Former FBI Director Talks Cybersecurity

Former FBI director Robert Mueller

Former FBI director Robert Mueller Evan Vucci/AP

Mueller admitted it was his responsibility, as director of the FBI, to ask for clarification on broad technology projects.

From hammering out new cybersecurity responsibilities to successfully transitioning thousands of case files over to a digital system, it was the delegation of responsibility -- not the technology itself -- that posed a major challenge to former FBI Director Robert Mueller, he said in a recent keynote.

During a government IT conference in Washington, Mueller discussed organizational missteps and lessons learned during his time as head of the FBI between 2001 and 2013.  

When he joined the FBI, for instance, the bureau was starting a multimillion-dollar effort to upgrade its computing system -- replacing hardware, software and networks -- and also to build a completely virtual case file system. Over the next few years, he met with six separate teams working on various aspects of the upgrade and was assured the virtual case system could go live by 2004, he said.

Mueller was skeptical the teams could meet the proposed timeline for deploying the technology, he said, but “I delegated, because I didn’t want to get involved in it, [and] don’t have any background in it,” Mueller said.

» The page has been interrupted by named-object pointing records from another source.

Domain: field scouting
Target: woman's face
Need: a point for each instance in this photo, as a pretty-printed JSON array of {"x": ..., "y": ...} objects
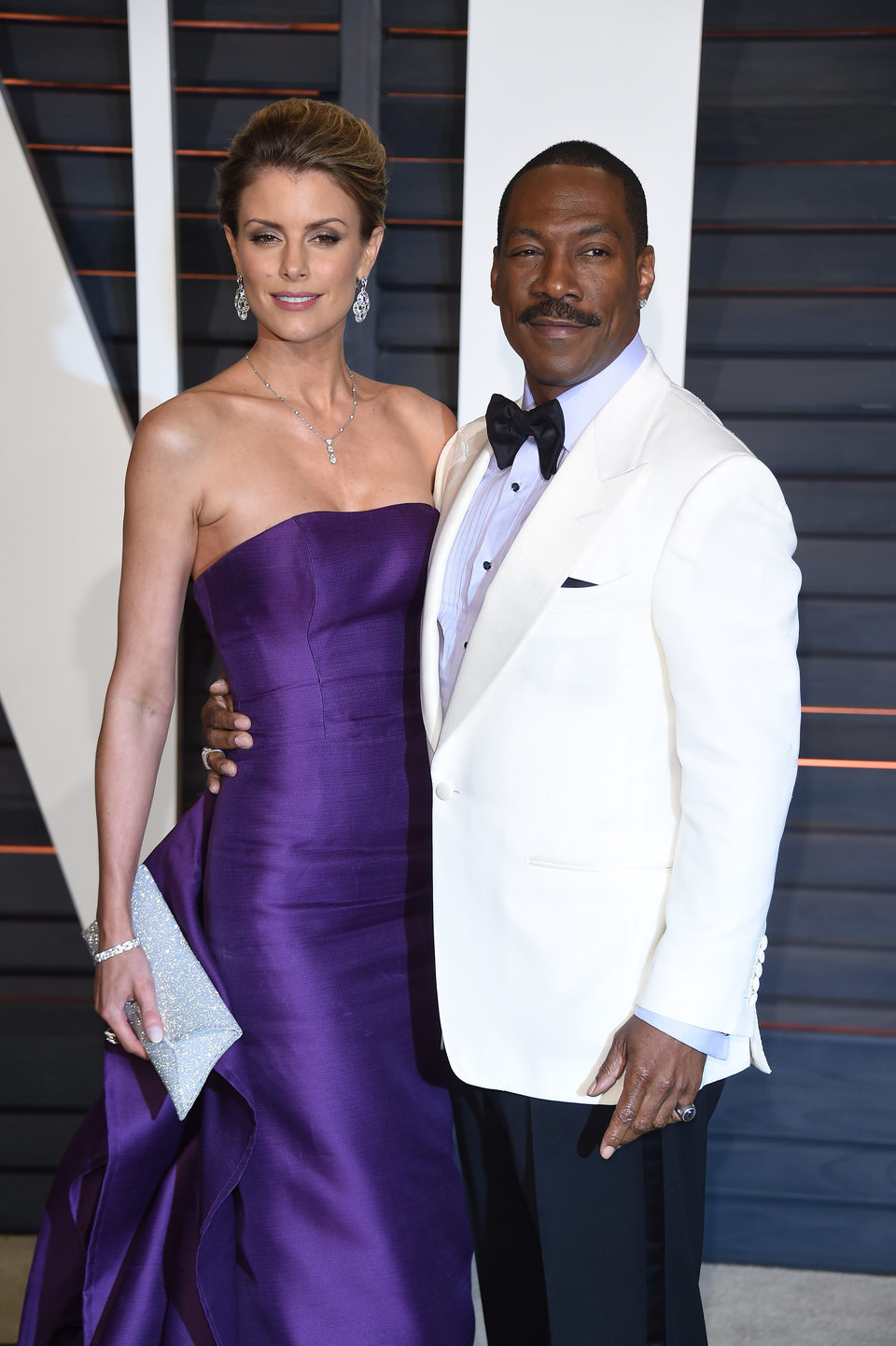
[{"x": 299, "y": 250}]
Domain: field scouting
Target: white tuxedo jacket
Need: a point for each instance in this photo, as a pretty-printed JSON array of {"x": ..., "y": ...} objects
[{"x": 614, "y": 769}]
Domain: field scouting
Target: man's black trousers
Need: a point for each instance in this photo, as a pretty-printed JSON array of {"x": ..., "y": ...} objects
[{"x": 573, "y": 1249}]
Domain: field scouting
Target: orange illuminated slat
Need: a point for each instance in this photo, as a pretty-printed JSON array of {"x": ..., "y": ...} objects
[
  {"x": 82, "y": 149},
  {"x": 847, "y": 709},
  {"x": 63, "y": 84},
  {"x": 60, "y": 18},
  {"x": 847, "y": 762},
  {"x": 843, "y": 1030},
  {"x": 210, "y": 89}
]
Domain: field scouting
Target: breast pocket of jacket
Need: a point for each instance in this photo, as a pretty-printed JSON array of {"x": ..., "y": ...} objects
[{"x": 585, "y": 597}]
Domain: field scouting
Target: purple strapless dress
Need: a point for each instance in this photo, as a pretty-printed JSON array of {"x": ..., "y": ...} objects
[{"x": 311, "y": 1197}]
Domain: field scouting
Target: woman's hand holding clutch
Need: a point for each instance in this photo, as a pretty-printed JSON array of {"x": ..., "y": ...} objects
[{"x": 119, "y": 980}]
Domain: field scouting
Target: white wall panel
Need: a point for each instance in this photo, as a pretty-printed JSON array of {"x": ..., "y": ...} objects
[
  {"x": 624, "y": 76},
  {"x": 64, "y": 451}
]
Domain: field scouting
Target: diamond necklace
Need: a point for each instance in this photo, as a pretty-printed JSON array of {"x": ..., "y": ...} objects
[{"x": 327, "y": 439}]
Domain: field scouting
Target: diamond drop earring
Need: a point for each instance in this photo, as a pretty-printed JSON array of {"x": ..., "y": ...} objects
[
  {"x": 240, "y": 301},
  {"x": 361, "y": 306}
]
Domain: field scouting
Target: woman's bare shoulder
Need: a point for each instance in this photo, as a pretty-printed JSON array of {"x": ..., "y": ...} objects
[
  {"x": 186, "y": 424},
  {"x": 426, "y": 416}
]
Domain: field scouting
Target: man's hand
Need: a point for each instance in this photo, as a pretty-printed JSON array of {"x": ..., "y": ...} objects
[
  {"x": 660, "y": 1074},
  {"x": 224, "y": 731}
]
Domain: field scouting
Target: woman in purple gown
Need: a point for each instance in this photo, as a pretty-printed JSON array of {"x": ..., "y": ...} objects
[{"x": 311, "y": 1197}]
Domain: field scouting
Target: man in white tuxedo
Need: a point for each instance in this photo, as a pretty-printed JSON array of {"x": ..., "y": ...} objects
[{"x": 611, "y": 696}]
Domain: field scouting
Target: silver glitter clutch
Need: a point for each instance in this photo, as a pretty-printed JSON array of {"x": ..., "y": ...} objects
[{"x": 198, "y": 1025}]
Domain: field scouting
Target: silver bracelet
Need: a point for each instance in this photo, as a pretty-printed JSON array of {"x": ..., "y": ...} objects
[{"x": 118, "y": 947}]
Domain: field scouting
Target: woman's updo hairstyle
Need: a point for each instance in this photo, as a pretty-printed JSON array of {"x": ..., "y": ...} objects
[{"x": 301, "y": 133}]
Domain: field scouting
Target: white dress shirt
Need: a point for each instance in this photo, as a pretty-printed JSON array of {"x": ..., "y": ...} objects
[{"x": 499, "y": 506}]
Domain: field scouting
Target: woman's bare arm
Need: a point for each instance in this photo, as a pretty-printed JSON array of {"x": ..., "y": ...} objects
[{"x": 161, "y": 506}]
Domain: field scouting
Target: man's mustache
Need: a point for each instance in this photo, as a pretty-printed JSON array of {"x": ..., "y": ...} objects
[{"x": 560, "y": 311}]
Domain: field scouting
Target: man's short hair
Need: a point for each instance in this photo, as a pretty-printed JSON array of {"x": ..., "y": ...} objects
[{"x": 585, "y": 154}]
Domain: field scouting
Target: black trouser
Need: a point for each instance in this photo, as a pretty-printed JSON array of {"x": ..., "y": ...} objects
[{"x": 579, "y": 1251}]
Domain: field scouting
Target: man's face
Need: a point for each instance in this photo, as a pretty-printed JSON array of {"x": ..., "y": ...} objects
[{"x": 567, "y": 277}]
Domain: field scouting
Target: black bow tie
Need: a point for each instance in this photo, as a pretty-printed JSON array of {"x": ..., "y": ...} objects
[{"x": 509, "y": 427}]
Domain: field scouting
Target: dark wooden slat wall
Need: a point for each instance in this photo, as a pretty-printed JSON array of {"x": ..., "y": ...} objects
[{"x": 790, "y": 341}]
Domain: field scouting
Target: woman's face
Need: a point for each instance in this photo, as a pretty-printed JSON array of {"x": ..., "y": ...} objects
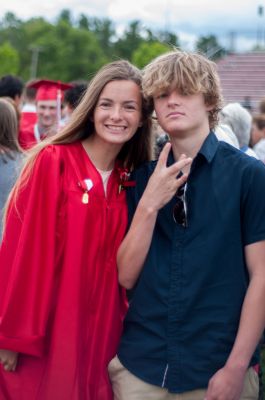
[{"x": 118, "y": 112}]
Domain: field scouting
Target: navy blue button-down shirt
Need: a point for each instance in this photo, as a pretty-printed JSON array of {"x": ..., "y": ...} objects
[{"x": 184, "y": 311}]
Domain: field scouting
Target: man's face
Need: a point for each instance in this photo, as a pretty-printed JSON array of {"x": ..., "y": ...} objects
[
  {"x": 47, "y": 113},
  {"x": 178, "y": 113}
]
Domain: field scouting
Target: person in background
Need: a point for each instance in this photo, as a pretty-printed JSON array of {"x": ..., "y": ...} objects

Instead, he deferred to technologists, who became increasingly desperate as the scheduled launch date approached, he said.

In the end, he faced two choices: Throw millions of dollars at the project in a last-ditch attempt to meet the deadline or start over from scratch. 

"Neither of the choices are one that Congress is really supportive of,” he said.

The agency eventually pulled the plug on the program in 2005 after spending $170 million. The FBI debuted a new multimillion-dollar digital case-file project, called Sentinel, in 2012.

Mueller admitted it was his responsibility, as director of the FBI, to ask for clarification on these kinds of broad technology projects.  

“You have a responsibility as the head of the organization to know and understand what was going on," he said. "And I didn’t do what I should have done in terms of asking those questions and assuring those answers.”

Another challenge, he said, was defining interagency responsibilities -- in the event of a threat, who is in charge of what. After the 9/11 attacks, he said, the bureau began restructuring to address counterterrorism efforts, and started hiring more staff with cyber expertise, but also met with other federal groups to determine what their staff would do.

“Congress is not always deft in terms of allocating clear responsibility for certain areas,” Mueller said.

During his term, Mueller met with the former head of the National Security Security, Gen. Keith Alexander, and then-Secretary of the Department of Homeland Security Janet Napolitano to “iron out lanes in the road."

Together, they decided DHS would be responsible for protecting the infrastructure, and setting standards for technology, ensuring those standards were met, and later for resolving issues that may come after an attack has occurred, he said.

The FBI was to oversee domestic intelligence gathering, as well as using the criminal justice system to address attacks, among other realms. NSA was responsible for overseas intelligence-gathering and military actions. 

But the organization chart they drew up didn’t always hold in practice, he said.  

“You can sit down and you can allocate," he said. "The three at the top may think one way. As you go down the ladder, there [are] other ways of viewing it -- but that’s life in Washington.”